Dan dengan rasa penasaranku yang tak ada habisnya, aku masih menatap matamu dengan senyum yang tak urung. Mengucapkan selamat tidur penuh cinta di setiap malam. Tawamu masih menjadi bagian favoritku, tapi aku bisa saja menangis dengan tiba-tiba di tengah lelucon yang kamu bawa.
Aku sadar, aku terlalu bahagia hingga lupa bahwa pernah ada dia yang lainnya.
Hingga dini hari mulai beradu dan yang aku tau aku akan selalu memulai ini semua. Sejuta resah itu mencuat dengan hebat, mengisi seluruh ruang di hati dan kepala. Aku bisa saja hancur dalam satu hitungan waktu. Mengingat bagaimana aku sudah tiba pada masa yang pernah begitu aku impikan. Namun dalam keadaan yang tak menyenangkan seperti ini.

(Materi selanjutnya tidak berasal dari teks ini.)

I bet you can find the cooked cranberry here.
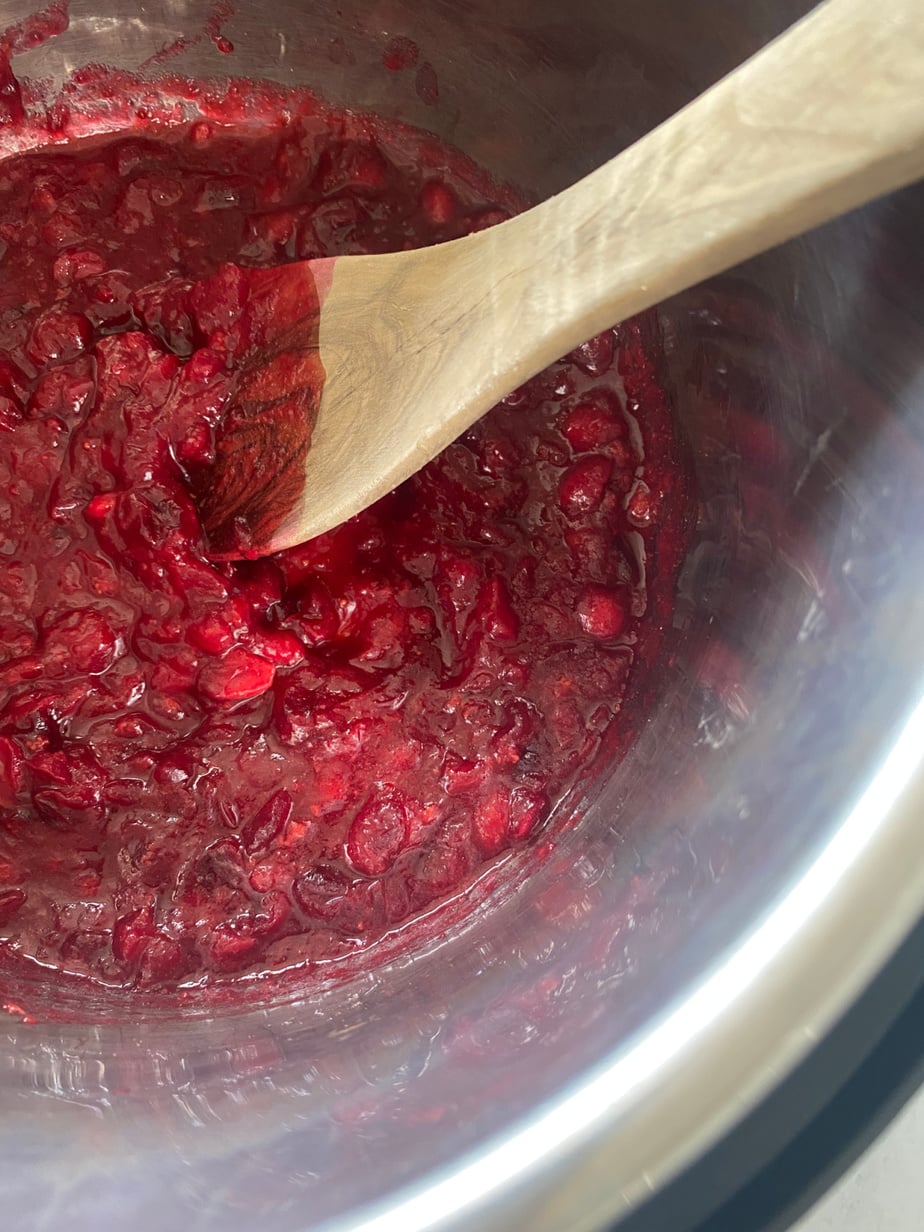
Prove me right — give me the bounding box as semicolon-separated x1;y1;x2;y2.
0;86;683;997
578;586;628;638
558;456;612;517
420;180;457;227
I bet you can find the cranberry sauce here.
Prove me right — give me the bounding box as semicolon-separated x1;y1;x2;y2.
0;95;686;994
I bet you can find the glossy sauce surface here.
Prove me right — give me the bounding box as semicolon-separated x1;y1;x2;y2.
0;95;687;995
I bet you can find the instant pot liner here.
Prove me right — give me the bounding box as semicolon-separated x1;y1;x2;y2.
0;7;924;1232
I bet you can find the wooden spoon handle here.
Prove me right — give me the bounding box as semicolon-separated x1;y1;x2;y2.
463;0;924;384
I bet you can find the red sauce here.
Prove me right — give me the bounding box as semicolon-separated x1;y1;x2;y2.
0;79;687;997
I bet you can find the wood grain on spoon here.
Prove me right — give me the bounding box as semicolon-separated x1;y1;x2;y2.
203;0;924;556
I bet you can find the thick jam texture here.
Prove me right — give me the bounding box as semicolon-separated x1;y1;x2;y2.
0;103;683;995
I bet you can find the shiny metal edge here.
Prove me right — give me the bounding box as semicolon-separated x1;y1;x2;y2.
324;683;924;1232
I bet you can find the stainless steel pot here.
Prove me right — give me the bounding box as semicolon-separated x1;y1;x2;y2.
0;0;924;1232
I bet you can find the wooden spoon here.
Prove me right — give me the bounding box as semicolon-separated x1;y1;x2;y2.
201;0;924;557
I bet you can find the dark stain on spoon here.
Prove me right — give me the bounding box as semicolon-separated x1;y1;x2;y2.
197;260;334;559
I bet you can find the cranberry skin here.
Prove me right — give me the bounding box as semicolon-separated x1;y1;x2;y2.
200;647;276;705
569;329;616;377
346;792;408;877
26;309;92;367
0;96;689;1002
558;455;612;519
577;586;628;639
420;180;458;227
0;890;26;928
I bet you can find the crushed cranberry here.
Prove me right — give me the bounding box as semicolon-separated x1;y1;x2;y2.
0;84;684;994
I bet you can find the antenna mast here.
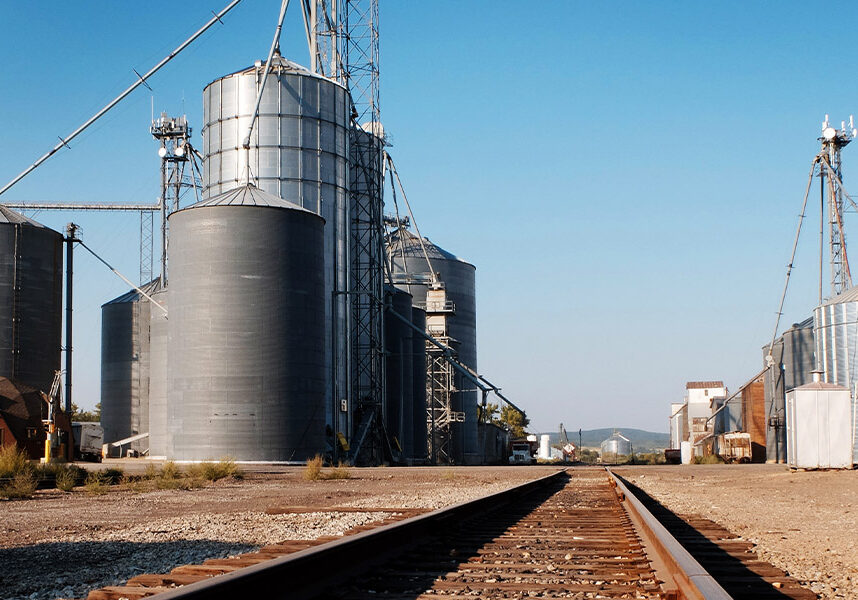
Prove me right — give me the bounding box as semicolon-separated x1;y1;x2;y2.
819;115;858;296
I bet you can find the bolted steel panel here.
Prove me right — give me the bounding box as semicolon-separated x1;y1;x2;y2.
202;54;350;440
0;206;63;392
166;186;327;461
387;231;481;463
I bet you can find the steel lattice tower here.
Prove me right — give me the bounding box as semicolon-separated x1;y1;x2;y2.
339;0;386;463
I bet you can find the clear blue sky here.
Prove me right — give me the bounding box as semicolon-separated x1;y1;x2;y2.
0;0;858;431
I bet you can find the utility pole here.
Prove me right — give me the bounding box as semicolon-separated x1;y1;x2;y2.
65;223;80;414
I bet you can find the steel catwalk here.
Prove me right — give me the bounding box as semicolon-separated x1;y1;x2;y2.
411;306;429;461
101;279;160;451
166;185;327;461
148;288;170;456
202;53;351;438
387;230;481;463
0;205;63;392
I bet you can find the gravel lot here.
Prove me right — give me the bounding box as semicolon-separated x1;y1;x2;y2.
615;465;858;600
0;461;553;600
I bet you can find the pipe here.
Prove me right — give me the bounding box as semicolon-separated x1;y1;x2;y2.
65;223;80;414
0;0;241;195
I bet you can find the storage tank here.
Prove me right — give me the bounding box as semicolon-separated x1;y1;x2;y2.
202;53;351;448
148;286;169;457
786;379;853;469
0;205;63;392
600;431;632;463
813;287;858;462
411;306;429;461
763;317;816;463
386;229;482;464
166;185;326;462
101;279;161;452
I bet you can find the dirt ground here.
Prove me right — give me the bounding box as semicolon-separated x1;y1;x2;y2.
0;460;556;600
615;465;858;599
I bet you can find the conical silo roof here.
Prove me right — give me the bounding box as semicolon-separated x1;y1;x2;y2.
820;286;858;306
389;229;471;264
173;183;321;218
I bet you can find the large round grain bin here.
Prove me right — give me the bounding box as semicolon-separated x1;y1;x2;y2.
166;185;326;461
813;286;858;462
101;279;160;452
202;53;351;436
387;229;481;463
0;206;63;392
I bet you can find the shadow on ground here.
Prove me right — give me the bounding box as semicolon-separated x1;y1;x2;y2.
0;540;255;600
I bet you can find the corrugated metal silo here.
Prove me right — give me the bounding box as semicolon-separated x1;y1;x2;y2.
813;286;858;462
387;230;481;463
411;306;429;460
202;54;351;436
149;286;170;456
166;185;326;461
384;286;414;458
0;206;63;391
101;279;160;451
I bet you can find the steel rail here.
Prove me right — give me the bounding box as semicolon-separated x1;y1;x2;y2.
144;469;567;600
605;467;732;600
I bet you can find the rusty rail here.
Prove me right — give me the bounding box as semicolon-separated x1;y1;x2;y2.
93;470;730;600
605;468;732;600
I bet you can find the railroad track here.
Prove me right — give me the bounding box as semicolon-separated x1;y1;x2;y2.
78;469;808;600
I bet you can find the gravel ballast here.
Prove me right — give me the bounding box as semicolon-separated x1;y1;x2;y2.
0;467;553;600
615;465;858;600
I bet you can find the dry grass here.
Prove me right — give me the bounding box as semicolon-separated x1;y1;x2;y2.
304;454;352;481
0;472;39;500
83;471;110;496
0;446;33;479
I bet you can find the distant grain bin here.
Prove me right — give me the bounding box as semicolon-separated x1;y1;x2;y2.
387;229;481;463
813;286;858;462
600;431;632;463
0;206;63;391
202;52;351;436
101;279;161;451
166;185;326;461
384;286;414;459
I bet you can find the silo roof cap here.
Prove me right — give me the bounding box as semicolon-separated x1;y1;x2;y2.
176;183;324;220
820;286;858;306
390;229;473;266
0;204;48;229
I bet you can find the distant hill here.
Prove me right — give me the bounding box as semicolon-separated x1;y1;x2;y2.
538;427;670;452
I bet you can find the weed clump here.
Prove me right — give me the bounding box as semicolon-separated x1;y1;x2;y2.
0;471;39;500
83;471;110;496
0;446;34;479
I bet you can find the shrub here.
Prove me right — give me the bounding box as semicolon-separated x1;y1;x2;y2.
304;454;322;481
159;460;182;479
0;471;39;500
54;465;83;492
83;471;110;496
0;446;33;479
325;461;352;479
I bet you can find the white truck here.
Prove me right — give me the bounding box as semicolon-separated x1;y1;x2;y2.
72;421;104;462
509;442;536;465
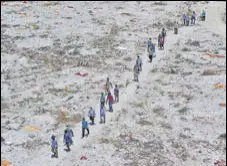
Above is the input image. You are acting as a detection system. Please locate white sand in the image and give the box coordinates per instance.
[1,1,226,166]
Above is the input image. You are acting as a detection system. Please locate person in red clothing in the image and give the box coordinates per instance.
[106,92,114,112]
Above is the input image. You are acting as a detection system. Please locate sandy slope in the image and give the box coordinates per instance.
[1,2,226,166]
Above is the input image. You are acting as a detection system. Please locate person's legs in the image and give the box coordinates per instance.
[91,117,95,124]
[87,128,89,135]
[109,103,113,112]
[82,128,85,138]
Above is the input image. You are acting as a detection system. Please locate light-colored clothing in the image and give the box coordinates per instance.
[100,107,106,116]
[82,120,88,129]
[202,11,206,16]
[88,109,96,118]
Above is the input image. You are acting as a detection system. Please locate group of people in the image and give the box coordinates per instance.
[133,28,166,82]
[183,9,206,26]
[51,77,119,158]
[133,56,142,82]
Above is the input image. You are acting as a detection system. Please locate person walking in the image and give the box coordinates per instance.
[191,11,196,25]
[88,107,96,125]
[106,92,114,112]
[114,85,119,102]
[100,106,106,123]
[82,118,90,138]
[51,135,58,158]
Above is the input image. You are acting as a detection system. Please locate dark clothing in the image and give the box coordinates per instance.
[100,101,105,107]
[82,128,89,138]
[201,16,206,21]
[191,17,195,24]
[149,55,153,62]
[174,28,178,34]
[89,116,95,124]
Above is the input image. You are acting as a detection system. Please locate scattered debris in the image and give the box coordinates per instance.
[24,126,40,131]
[1,160,12,166]
[80,156,87,160]
[219,103,226,107]
[76,72,88,77]
[202,52,225,58]
[214,84,226,89]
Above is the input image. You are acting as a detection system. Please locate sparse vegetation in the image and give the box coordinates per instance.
[178,107,189,114]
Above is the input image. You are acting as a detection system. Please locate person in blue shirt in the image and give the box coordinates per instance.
[51,135,58,158]
[147,38,152,52]
[114,85,119,102]
[191,11,196,24]
[202,10,206,21]
[82,118,89,138]
[63,130,72,151]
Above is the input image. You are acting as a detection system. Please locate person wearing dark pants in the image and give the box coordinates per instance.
[100,106,106,123]
[183,14,187,25]
[88,107,96,125]
[114,85,119,102]
[82,118,89,138]
[191,11,196,25]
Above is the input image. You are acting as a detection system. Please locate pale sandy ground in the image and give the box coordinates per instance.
[1,1,226,166]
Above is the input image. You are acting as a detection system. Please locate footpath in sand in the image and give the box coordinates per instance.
[1,2,226,166]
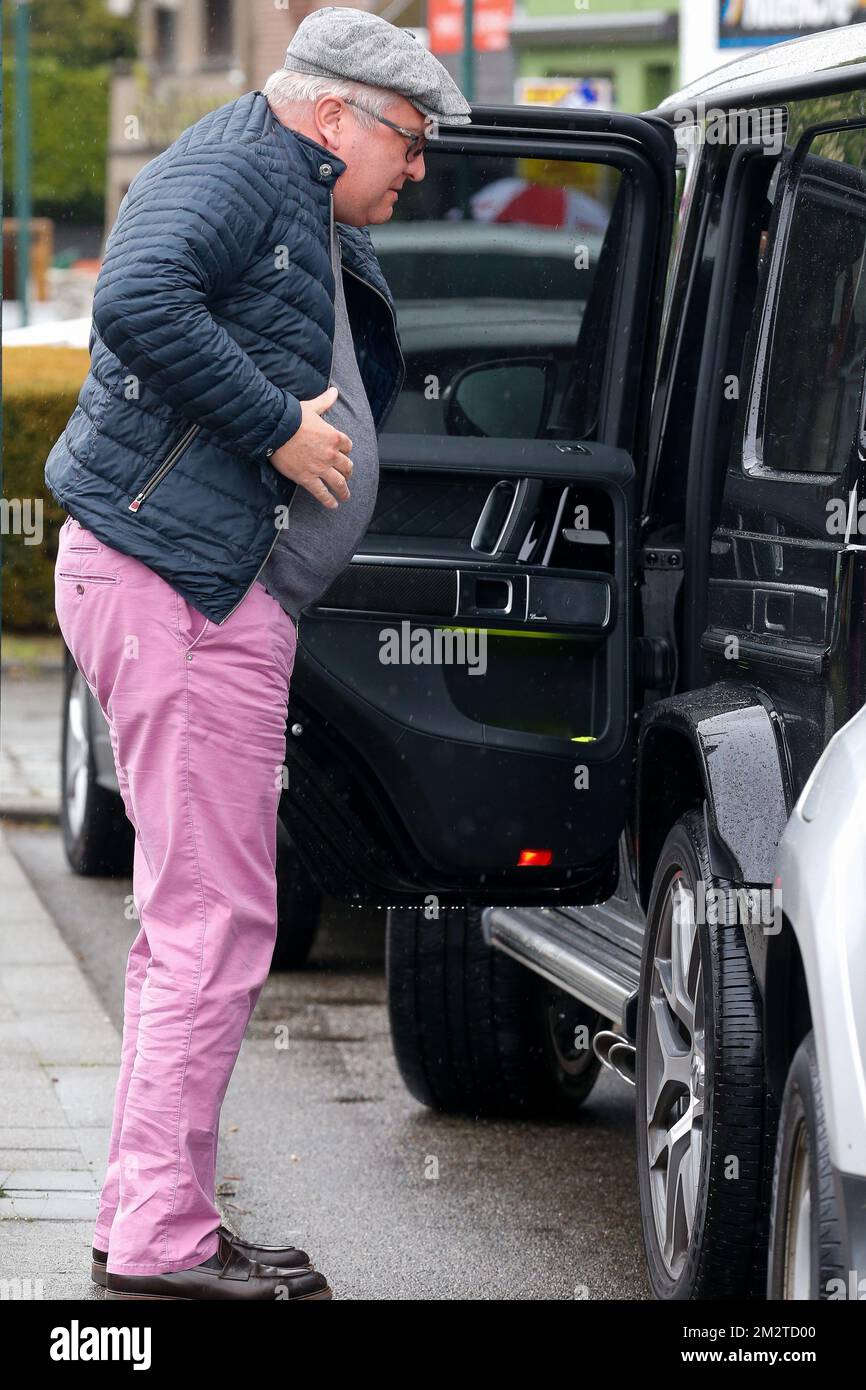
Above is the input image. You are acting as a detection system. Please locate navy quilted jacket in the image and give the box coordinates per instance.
[44,92,406,623]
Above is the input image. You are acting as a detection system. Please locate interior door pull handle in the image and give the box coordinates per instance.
[470,478,518,555]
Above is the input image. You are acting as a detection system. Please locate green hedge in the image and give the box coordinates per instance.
[3,58,111,222]
[3,348,90,632]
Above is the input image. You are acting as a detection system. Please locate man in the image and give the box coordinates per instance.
[46,7,470,1300]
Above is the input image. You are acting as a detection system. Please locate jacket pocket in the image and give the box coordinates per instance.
[126,425,202,512]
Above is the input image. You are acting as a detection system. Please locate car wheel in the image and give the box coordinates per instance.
[767,1033,848,1300]
[635,812,776,1300]
[271,817,322,970]
[385,908,606,1118]
[60,662,135,877]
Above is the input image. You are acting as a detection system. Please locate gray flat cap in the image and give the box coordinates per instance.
[284,4,471,125]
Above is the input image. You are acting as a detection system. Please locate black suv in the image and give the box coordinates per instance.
[67,26,866,1298]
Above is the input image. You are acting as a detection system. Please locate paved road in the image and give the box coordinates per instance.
[7,824,651,1300]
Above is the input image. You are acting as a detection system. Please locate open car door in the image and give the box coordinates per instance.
[281,107,676,906]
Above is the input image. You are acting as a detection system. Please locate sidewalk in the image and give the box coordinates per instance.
[0,824,120,1300]
[0,634,64,820]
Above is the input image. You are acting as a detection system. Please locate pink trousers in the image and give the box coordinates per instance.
[54,517,296,1273]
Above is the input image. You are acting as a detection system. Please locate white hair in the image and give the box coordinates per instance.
[261,68,399,131]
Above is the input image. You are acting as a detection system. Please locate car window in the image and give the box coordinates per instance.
[370,154,627,439]
[746,128,866,474]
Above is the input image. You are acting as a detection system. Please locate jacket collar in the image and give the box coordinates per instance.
[256,92,346,188]
[256,92,395,313]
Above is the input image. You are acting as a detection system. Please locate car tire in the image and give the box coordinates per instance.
[385,908,606,1119]
[635,812,777,1301]
[271,817,322,970]
[60,660,135,877]
[767,1033,848,1301]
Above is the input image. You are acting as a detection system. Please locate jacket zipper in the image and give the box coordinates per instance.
[217,189,406,627]
[217,190,336,627]
[126,425,202,512]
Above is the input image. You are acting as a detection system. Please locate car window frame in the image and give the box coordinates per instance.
[731,118,866,488]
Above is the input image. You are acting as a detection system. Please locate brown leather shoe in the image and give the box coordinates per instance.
[106,1234,334,1302]
[90,1226,313,1289]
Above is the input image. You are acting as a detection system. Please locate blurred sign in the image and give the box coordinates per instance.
[719,0,866,49]
[427,0,514,53]
[514,78,614,111]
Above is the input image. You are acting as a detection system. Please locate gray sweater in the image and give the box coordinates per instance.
[257,212,379,623]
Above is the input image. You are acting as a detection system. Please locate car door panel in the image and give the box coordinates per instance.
[284,102,673,904]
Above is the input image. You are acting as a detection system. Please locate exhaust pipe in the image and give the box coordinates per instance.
[592,1029,637,1086]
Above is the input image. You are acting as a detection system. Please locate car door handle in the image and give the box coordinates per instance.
[470,478,518,555]
[470,478,544,559]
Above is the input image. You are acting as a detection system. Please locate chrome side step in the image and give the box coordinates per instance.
[481,842,645,1034]
[481,908,641,1027]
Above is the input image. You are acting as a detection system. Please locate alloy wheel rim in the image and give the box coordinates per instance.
[644,872,706,1280]
[64,671,90,838]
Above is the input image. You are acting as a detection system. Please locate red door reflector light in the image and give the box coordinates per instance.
[517,849,553,869]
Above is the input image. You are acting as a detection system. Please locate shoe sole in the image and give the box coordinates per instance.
[90,1259,314,1284]
[106,1287,334,1302]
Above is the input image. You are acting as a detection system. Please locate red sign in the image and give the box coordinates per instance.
[427,0,514,53]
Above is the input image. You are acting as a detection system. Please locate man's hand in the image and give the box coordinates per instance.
[270,386,352,507]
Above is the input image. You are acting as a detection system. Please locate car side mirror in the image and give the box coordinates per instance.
[443,357,556,439]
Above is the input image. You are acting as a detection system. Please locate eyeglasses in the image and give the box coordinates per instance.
[343,96,427,163]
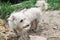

Jika pada nyatanya kasihku beradu pada kamu yang tak seharusnya. Sudilah kiranya aku untuk melepas saja. Jika pada kenyataannya aku hanya melukai banyak hati; dia, dia, dan dia, maka sudah sepantasnya sejak awal aku diam saja. Itu semua lebih baik. Hingga kiranya saat ini aku masih bisa baik-baik saja dengan mereka. Tak apa jika rasaku menjadi taruhannya.
Tak perlu ada malam itu; malam dimana aku menatapmu dan kamu yang memelukku, hingga segala rasa tumpah begitu saja mengingat betapa kita telah lama memendam ini semua. Kamu menciumku dan aku yang berbahagia. Jika dihadapkan pada kenyataan bilamana iya semua itu hanya sementara, ada baiknya kita kembali saja. Kembali ke saat-saat dimana aku masih merahasiakan ini semua dengan baik. Dan kamu yang tetap mengalihkan pandanganmu dengan segera setiap kali mata kita tak sengaja beradu.
Jika demi kepentingan banyak rasa. Sekali lagi, aku tak apa. Kita tak perlu seperti ini. Memang benar cintaku begitu besar. Namun lebih resah lagi aku mengetahui dunia di luar sana sedang tidak baik-baik saja dengan kita. Aku cukup terbiasa untuk kembali memendam. Karena aku pun sudah terlalu terbiasa mengagumi dalam diam.